Not until he has redeemed and saved every son and daughter of our father Adam
that have been or ever will be born upon this earth to the end of time, except the
sons of perdition. That is his mission. We will not finish our work until we have
saved ourselves, and then not until we shall have saved all depending upon us;
for we are to become saviors upon Mount Zion, as well as Christ. We are called
to this mission.
Joseph F. Smith
True Leadership
•
One of the highest qualities of all true leadership is a high standard of
courage. When we speak of courage and leadership we are using terms that
stand for the quality of life by which men determine consciously the proper
course to pursue and stand with fidelity to their convictions. There has never
been a time in the Church when its leaders were not required to be courageous
men; not alone courageous in the sense that they were able to meet physical
dangers, but also in the sense that they were steadfast and true to a clear
and upright conviction.
Leaders of the Church, then, should be men not easily discouraged, not
without hope, and not given to forebodings of all sorts of evils to come.

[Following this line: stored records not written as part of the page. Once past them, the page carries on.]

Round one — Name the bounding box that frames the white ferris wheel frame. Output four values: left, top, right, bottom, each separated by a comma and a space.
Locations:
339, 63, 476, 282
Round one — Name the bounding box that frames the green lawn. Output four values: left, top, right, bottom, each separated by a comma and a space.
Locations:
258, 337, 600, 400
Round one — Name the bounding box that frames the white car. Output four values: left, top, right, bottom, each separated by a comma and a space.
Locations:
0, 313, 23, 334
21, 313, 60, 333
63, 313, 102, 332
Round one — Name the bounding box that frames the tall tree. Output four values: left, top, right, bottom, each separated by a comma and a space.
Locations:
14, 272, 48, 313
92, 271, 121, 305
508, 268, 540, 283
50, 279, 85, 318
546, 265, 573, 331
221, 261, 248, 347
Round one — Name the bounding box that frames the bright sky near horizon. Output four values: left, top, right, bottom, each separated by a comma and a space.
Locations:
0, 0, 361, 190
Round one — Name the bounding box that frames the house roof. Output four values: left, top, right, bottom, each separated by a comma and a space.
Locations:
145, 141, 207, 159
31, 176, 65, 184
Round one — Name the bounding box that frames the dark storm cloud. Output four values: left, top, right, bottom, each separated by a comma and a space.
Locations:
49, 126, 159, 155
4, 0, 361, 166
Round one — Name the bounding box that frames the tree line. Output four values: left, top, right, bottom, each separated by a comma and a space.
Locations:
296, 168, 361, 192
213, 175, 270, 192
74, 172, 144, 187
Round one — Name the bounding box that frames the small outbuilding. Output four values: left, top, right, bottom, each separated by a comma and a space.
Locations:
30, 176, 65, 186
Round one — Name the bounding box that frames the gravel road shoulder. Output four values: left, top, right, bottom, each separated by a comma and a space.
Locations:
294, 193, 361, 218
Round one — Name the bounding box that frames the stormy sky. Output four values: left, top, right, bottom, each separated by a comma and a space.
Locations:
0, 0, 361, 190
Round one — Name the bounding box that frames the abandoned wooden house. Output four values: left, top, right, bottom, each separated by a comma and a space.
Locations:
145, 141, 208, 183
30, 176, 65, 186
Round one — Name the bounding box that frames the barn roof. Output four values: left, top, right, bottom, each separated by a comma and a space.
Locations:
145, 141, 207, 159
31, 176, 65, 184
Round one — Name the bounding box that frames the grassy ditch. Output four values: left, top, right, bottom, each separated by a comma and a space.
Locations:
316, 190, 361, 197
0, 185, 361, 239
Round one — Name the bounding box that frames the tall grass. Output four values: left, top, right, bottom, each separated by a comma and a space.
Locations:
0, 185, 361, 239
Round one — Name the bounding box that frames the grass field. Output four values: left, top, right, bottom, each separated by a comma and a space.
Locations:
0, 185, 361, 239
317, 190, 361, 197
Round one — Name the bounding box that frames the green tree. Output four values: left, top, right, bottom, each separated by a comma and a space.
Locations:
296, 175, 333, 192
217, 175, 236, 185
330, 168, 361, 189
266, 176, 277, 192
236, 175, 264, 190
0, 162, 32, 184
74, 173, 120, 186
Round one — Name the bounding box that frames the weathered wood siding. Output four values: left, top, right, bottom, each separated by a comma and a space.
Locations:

Above
all things the leaders of the people should never disseminate a spirit of gloom in
the hearts of the people. If men standing in high places sometimes feel the
weight and anxiety of momentous times, they should be all the firmer and all the
more resolute in those convictions which come from a God-fearing conscience
and pure lives. Men in their private lives should feel the necessity of extending
encouragement to the people by their own hopeful and cheerful intercourse with
them, as they do by their utterances in public places. It is a matter of the
greatest importance that the people be educated to appreciate and
cultivate the bright side of life rather than to permit its darkness and
shadows to hover over them.
Joseph F. Smith
True Dangers
•
There are at least three dangers that threaten the Church within, and the
authorities need to awaken to the fact that the people should be warned
unceasingly against them. As I see these, they are flattery of prominent men in
the world, false educational ideas, and sexual impurity.
But the third subject mentioned--personal purity, is perhaps of greater
importance than either of the other two. We believe in one standard of morality
for men and women. If purity of life is neglected, all other dangers set in upon us like
the rivers of waters when the flood gates are opened.
Joseph F. Smith
•
•
The wise man is, therefore, going to steer his course away from the living death
of pleasure-seeking. He is not going into bondage or debt to buy automobiles and
other costly equipages to keep pace with the rush of fashionable pleasure-seeking,
in this respect. He is not going to borrow money to satisfy the popular craze for
traveling in Europe or in our own country, with no purpose in view but pleasure. He
is not going to grow nervous and gray in a struggle for means that his wife and
daughter, for mere pleasure, may spend the summer at costly, fashionable resorts,
or in distant lands. It is true that there are many in our community who do not
appear to be wise, and who are doing just these and other foolish acts for so called
pleasure. . . .
Joseph F. Smith
It is remarkable how easy it is to learn sin and how hard it is to forget it.